Real-Time Timing Channel Detection in a Software-Defined Networking Virtual Environment

Abstract
Despite extensive research, timing channels (TCs) are still known as a principal category of threats that aim to leak and transmit information by perturbing the timing or ordering of events. Existing TC detection approaches use either signature-based approaches to detect known TCs or anomaly-based approach by modeling the legitimate network traffic in order to detect unknown TCs. Unfortunately, in an software-defined networking (SDN) environment, most existing TC detection approaches would fail due to factors such as volatile network traffic, imprecise timekeeping mechanisms, and dynamic network topology.
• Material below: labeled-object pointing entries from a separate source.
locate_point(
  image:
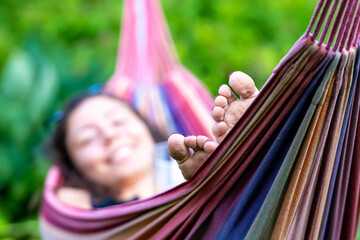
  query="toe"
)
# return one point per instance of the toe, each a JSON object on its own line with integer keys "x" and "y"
{"x": 190, "y": 142}
{"x": 226, "y": 92}
{"x": 177, "y": 148}
{"x": 243, "y": 85}
{"x": 218, "y": 114}
{"x": 220, "y": 101}
{"x": 210, "y": 146}
{"x": 219, "y": 129}
{"x": 201, "y": 140}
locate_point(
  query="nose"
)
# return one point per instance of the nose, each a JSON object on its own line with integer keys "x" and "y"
{"x": 109, "y": 134}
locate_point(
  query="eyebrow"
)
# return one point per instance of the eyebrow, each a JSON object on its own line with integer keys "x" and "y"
{"x": 82, "y": 128}
{"x": 113, "y": 110}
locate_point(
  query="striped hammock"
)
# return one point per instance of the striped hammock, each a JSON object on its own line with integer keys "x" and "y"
{"x": 149, "y": 75}
{"x": 289, "y": 169}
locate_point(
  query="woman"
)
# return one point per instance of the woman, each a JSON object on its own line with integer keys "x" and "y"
{"x": 106, "y": 151}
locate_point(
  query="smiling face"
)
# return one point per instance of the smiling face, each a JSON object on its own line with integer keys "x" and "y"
{"x": 108, "y": 142}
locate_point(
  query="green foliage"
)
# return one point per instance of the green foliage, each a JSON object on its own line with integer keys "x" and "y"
{"x": 50, "y": 50}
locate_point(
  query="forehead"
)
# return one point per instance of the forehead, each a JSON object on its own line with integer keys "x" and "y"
{"x": 97, "y": 107}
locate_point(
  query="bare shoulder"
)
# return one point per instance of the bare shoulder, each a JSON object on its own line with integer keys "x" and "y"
{"x": 75, "y": 197}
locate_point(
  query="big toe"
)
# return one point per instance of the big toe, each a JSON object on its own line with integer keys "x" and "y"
{"x": 177, "y": 148}
{"x": 243, "y": 85}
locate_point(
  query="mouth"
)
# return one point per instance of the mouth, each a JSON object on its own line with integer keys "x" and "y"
{"x": 121, "y": 154}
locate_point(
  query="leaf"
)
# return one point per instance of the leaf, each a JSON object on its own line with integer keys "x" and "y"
{"x": 17, "y": 78}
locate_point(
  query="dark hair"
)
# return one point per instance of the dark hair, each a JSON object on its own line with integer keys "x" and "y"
{"x": 58, "y": 151}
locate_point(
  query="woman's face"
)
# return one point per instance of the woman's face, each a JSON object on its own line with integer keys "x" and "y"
{"x": 108, "y": 142}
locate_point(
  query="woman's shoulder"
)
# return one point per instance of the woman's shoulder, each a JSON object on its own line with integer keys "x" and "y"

Furthermore, stealthy TCs can be designed to mimic the legitimate traffic pattern and thus evade anomalous TC detection. In this paper, we overcome the above challenges by presenting a novel framework that harnesses the advantages of elastic resources in the cloud. In particular, our framework dynamically configures SDN to enable/disable differential analysis against outbound network flows of different virtual machines (VMs). Our framework is tightly coupled with a new metric that first decomposes the timing data of network flows into a number of using the discrete wavelet-based multi-resolution transform (DWMT). It then applies the Kullback-Leibler divergence (KLD) to measure the variance among flow pairs. The appealing feature of our approach is that, compared with the existing anomaly detection approaches, it can detect most existing and some new stealthy TCs without legitimate traffic for modeling, even with the presence of noise and imprecise timekeeping mechanism in an SDN virtual environment. We implement our framework as a prototype system, OBSERVER, which can be dynamically deployed in an SDN environment. Empirical evaluation shows that our approach can efficiently detect TCs with a higher detection rate, lower latency, and negligible performance overhead compared to existing approaches.